No existe un soldador que no se haya quemado al menos una vez. Por eso es muy importante tomar todas las precauciones; usar ropa protectora y hacerse de buenos implementos, ya que se trabaja con temperaturas altísimas. Si es descuidado y confiado de más, puede hacerse una quemadura grave. Si es un profesional responsable, nada peor que alguna ampolla en un dedo por tocar una soldadura demasiado reciente.
La llama de una soldadora autógena (que quema gas) alcanza más de 3.000 ºC. En la soldadura eléctrica, en la que un electrodo descarga un arco voltaico sobre las piezas de metal que se quieren soldar, las temperaturas en el punto de descarga llegan a los 5.500 ºC, la misma que encontramos en la superficie del sol.
El soldador tiene que ser muy precavido con sus ojos. El brillo intenso que se genera en los puntos de soldado puede provocar fácilmente queratitis, una úlcera en las córneas, y luego ceguera.
Durante casi toda la historia de la humanidad, el único método conocido para soldar dos piezas de metal fue calentar sus bordes hasta que casi se fundieran y unirlas a martillazos.
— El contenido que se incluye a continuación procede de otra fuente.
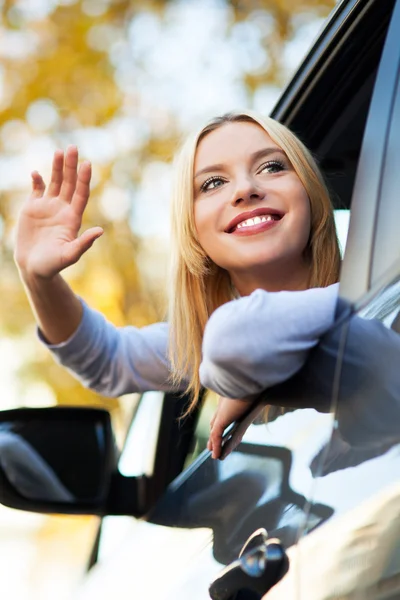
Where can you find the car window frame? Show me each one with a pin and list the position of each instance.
(363, 263)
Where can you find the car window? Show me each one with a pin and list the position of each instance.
(359, 473)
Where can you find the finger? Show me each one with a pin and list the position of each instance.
(70, 174)
(38, 185)
(82, 190)
(56, 174)
(216, 439)
(75, 249)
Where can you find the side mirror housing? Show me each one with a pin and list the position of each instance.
(64, 460)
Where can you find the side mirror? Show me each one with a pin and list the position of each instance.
(64, 460)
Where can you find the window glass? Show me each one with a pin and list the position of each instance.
(360, 466)
(342, 220)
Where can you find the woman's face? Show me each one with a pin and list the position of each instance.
(252, 213)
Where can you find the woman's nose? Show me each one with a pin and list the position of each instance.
(246, 191)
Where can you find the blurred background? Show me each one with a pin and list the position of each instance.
(125, 81)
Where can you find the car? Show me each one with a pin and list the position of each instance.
(308, 504)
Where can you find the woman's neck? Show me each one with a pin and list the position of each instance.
(265, 279)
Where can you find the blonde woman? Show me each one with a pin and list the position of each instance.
(254, 256)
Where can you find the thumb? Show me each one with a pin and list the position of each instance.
(75, 249)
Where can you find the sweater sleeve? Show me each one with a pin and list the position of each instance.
(258, 341)
(114, 361)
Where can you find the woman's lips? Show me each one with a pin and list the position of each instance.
(258, 228)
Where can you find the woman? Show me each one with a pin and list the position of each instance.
(252, 232)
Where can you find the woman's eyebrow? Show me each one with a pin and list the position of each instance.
(263, 153)
(266, 152)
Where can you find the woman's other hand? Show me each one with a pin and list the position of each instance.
(48, 239)
(228, 411)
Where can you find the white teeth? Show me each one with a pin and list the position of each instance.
(255, 221)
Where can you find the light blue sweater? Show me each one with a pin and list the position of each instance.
(249, 345)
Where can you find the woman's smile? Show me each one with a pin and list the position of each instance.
(255, 221)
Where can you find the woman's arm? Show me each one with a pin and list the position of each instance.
(109, 360)
(114, 361)
(261, 340)
(48, 241)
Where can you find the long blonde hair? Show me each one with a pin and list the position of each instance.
(198, 285)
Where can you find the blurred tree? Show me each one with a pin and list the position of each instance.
(124, 81)
(70, 74)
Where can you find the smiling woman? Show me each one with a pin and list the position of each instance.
(251, 217)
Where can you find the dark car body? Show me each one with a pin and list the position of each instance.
(323, 477)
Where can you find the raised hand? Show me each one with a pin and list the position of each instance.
(48, 239)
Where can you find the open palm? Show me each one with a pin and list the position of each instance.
(48, 237)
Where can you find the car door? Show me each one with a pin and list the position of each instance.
(208, 512)
(356, 552)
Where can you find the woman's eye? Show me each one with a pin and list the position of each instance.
(272, 166)
(212, 183)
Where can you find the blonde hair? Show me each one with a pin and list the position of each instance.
(198, 285)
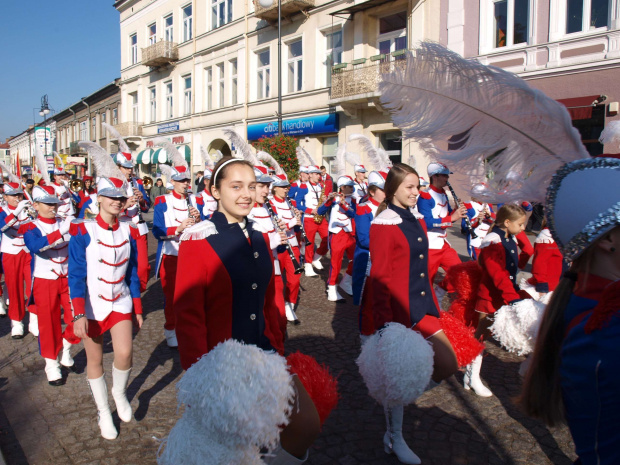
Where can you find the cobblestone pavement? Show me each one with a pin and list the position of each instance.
(41, 424)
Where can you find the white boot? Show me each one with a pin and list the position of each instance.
(317, 261)
(120, 379)
(99, 391)
(309, 271)
(346, 284)
(393, 441)
(53, 373)
(33, 325)
(290, 313)
(281, 457)
(333, 295)
(472, 380)
(66, 360)
(17, 329)
(171, 338)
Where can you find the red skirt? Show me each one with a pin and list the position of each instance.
(428, 326)
(97, 328)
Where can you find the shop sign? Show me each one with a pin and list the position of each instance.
(320, 124)
(168, 127)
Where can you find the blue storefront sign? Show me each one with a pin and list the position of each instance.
(321, 124)
(168, 127)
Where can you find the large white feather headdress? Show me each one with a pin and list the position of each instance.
(494, 121)
(377, 156)
(241, 145)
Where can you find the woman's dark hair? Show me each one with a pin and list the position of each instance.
(394, 179)
(220, 171)
(510, 212)
(541, 396)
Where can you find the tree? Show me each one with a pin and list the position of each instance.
(283, 149)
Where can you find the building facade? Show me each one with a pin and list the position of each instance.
(190, 69)
(569, 49)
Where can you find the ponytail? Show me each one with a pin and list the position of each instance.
(541, 396)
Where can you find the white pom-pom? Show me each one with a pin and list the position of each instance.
(396, 364)
(239, 393)
(516, 326)
(189, 444)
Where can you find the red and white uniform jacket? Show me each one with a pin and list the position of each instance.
(433, 205)
(12, 241)
(49, 248)
(103, 261)
(230, 292)
(547, 265)
(260, 216)
(210, 204)
(65, 208)
(307, 197)
(341, 217)
(282, 210)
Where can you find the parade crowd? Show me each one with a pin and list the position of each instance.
(230, 256)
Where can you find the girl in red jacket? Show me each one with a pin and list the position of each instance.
(499, 260)
(400, 287)
(229, 293)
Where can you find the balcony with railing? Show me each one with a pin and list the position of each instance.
(75, 149)
(288, 7)
(160, 53)
(359, 80)
(129, 129)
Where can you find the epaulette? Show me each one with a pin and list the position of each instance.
(198, 231)
(490, 239)
(387, 217)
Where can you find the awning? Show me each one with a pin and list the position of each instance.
(148, 156)
(580, 107)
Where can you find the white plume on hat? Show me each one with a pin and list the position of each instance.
(502, 122)
(242, 145)
(264, 156)
(122, 145)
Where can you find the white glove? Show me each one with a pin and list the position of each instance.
(20, 206)
(63, 228)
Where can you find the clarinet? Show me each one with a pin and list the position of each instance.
(289, 249)
(301, 227)
(472, 233)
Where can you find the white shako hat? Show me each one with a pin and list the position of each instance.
(437, 168)
(44, 194)
(112, 187)
(13, 188)
(377, 178)
(280, 180)
(345, 181)
(577, 220)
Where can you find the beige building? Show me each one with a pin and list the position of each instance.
(82, 120)
(190, 69)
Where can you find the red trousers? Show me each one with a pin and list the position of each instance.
(50, 295)
(339, 244)
(16, 276)
(280, 303)
(445, 257)
(168, 275)
(291, 292)
(311, 229)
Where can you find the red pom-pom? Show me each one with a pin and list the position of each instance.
(465, 345)
(321, 386)
(464, 278)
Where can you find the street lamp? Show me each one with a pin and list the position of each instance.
(267, 4)
(44, 111)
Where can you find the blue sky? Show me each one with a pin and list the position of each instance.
(66, 49)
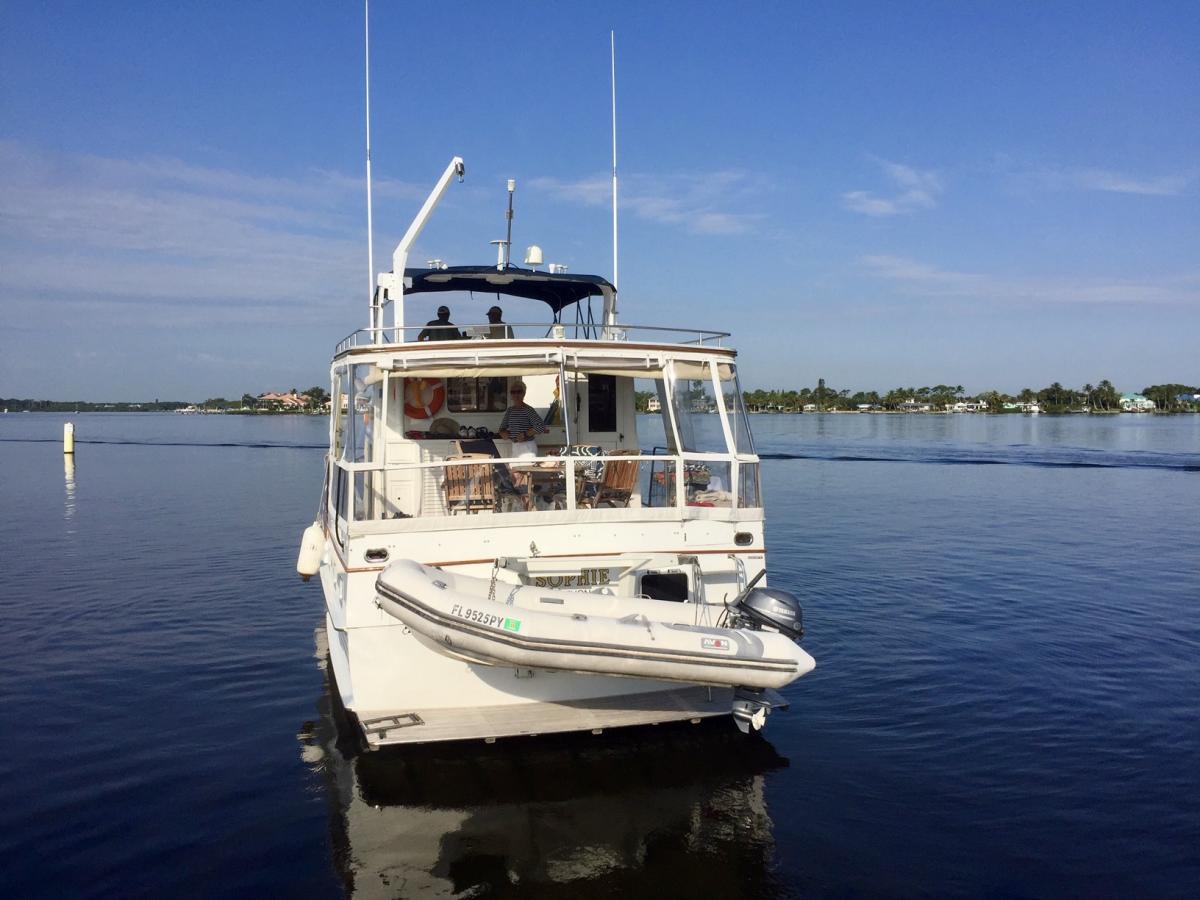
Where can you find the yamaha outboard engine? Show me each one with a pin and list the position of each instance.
(756, 609)
(768, 607)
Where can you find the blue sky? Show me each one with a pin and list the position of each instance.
(990, 195)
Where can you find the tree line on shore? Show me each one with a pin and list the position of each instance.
(312, 400)
(1053, 399)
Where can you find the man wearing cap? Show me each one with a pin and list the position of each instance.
(441, 329)
(498, 329)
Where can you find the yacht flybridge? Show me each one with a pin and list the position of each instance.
(601, 568)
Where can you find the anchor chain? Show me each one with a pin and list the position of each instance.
(491, 588)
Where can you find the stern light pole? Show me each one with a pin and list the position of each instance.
(391, 285)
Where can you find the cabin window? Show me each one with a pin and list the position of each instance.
(601, 403)
(731, 389)
(365, 400)
(477, 395)
(665, 586)
(696, 413)
(341, 412)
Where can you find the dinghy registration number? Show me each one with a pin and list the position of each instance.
(485, 618)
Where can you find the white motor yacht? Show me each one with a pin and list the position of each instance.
(610, 574)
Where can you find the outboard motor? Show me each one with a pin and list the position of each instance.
(768, 607)
(756, 609)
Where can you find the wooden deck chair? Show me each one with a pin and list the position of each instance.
(469, 487)
(616, 484)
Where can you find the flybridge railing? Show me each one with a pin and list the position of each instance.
(525, 331)
(480, 484)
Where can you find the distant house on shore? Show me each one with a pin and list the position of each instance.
(282, 401)
(1135, 403)
(967, 406)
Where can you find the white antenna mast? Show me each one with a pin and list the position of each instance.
(376, 319)
(612, 47)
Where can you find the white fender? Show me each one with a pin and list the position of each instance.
(312, 543)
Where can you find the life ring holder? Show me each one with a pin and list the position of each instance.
(415, 405)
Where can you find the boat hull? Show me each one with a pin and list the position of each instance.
(581, 631)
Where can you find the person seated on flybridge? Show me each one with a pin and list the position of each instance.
(441, 329)
(521, 424)
(497, 330)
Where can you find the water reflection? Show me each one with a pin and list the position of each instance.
(671, 811)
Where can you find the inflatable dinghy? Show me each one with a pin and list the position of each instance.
(503, 624)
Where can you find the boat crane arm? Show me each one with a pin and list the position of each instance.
(391, 285)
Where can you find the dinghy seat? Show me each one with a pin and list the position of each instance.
(469, 487)
(616, 485)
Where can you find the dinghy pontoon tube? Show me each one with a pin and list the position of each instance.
(600, 634)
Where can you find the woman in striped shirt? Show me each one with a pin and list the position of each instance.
(521, 423)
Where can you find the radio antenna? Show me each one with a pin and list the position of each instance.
(612, 48)
(376, 318)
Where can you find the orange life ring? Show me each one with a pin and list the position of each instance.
(415, 405)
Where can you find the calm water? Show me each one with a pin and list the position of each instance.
(1005, 613)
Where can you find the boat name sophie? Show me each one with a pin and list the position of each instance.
(587, 577)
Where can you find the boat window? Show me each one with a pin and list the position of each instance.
(477, 395)
(665, 586)
(601, 403)
(341, 405)
(731, 391)
(365, 399)
(651, 402)
(696, 414)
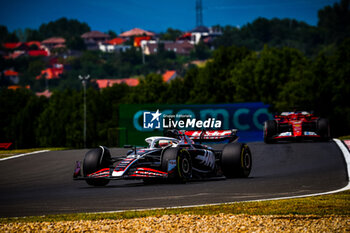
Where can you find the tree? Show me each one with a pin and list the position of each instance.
(335, 21)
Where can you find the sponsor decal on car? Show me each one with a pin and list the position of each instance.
(155, 120)
(171, 165)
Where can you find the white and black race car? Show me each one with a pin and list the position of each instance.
(178, 156)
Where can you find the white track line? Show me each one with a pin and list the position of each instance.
(341, 146)
(22, 155)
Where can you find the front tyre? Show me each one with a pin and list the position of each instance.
(323, 129)
(95, 160)
(177, 162)
(236, 160)
(270, 130)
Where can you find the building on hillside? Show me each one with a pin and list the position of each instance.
(201, 33)
(116, 41)
(53, 72)
(136, 32)
(169, 75)
(110, 48)
(54, 43)
(32, 48)
(179, 47)
(103, 83)
(93, 38)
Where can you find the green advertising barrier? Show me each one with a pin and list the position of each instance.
(140, 121)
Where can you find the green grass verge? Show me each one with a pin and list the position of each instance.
(9, 153)
(325, 205)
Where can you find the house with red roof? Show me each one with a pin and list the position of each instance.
(116, 41)
(93, 38)
(136, 32)
(103, 83)
(114, 45)
(54, 43)
(45, 93)
(53, 72)
(178, 47)
(169, 75)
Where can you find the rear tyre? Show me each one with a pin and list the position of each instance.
(95, 160)
(236, 160)
(177, 162)
(270, 130)
(323, 129)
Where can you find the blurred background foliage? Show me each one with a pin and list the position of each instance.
(281, 62)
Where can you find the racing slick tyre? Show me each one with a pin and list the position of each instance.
(95, 160)
(177, 162)
(270, 130)
(323, 129)
(236, 160)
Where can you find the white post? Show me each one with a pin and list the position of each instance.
(84, 80)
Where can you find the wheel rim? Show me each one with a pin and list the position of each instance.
(185, 166)
(246, 160)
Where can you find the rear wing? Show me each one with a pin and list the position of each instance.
(212, 135)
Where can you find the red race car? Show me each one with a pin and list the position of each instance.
(296, 125)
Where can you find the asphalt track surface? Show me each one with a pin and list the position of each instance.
(41, 184)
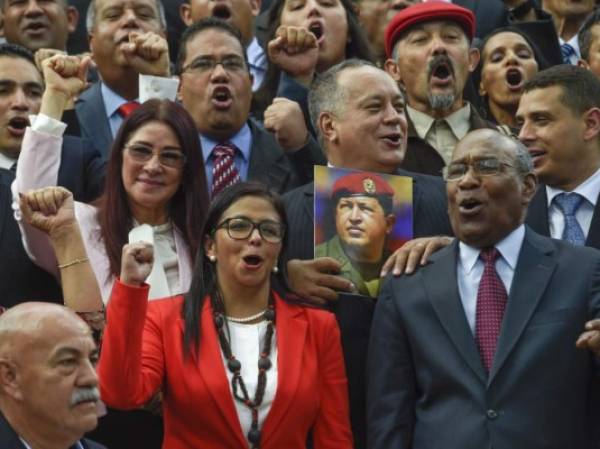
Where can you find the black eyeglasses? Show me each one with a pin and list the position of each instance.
(240, 228)
(455, 171)
(232, 64)
(168, 158)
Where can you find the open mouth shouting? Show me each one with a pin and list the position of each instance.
(441, 72)
(222, 98)
(252, 261)
(16, 126)
(316, 28)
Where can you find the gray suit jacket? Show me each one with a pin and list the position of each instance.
(91, 115)
(428, 388)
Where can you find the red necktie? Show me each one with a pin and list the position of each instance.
(127, 108)
(491, 302)
(225, 173)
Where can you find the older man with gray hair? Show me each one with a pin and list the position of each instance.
(48, 383)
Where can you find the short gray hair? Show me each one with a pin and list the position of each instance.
(90, 17)
(326, 95)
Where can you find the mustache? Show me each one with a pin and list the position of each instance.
(439, 60)
(84, 394)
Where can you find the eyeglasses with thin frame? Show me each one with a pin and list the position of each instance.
(204, 64)
(241, 228)
(490, 166)
(168, 158)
A fines del siglo xix se desarrolló la soldadura con gas y luego la eléctrica, y entre ambas cambiaron el mundo. La aparición del oficio de soldador permitió construir puentes metálicos de cientos de metros de largo y rascacielos de cientos de metros de altura.
El futuro de la soldadura está en el espacio, donde los soldadores trabajan con rayos láser para sellar las placas de titanio de las naves espaciales. En la Tierra, los automóviles son soldados por robots computarizados.
Los bisabuelos de los soldadores del espacio fueron los que lograron hacer del Titanic un solo objeto compacto y no un montón de chapas metálicas mal ajustadas. Se hundió de todas maneras, pero la responsabilidad fue del iceberg.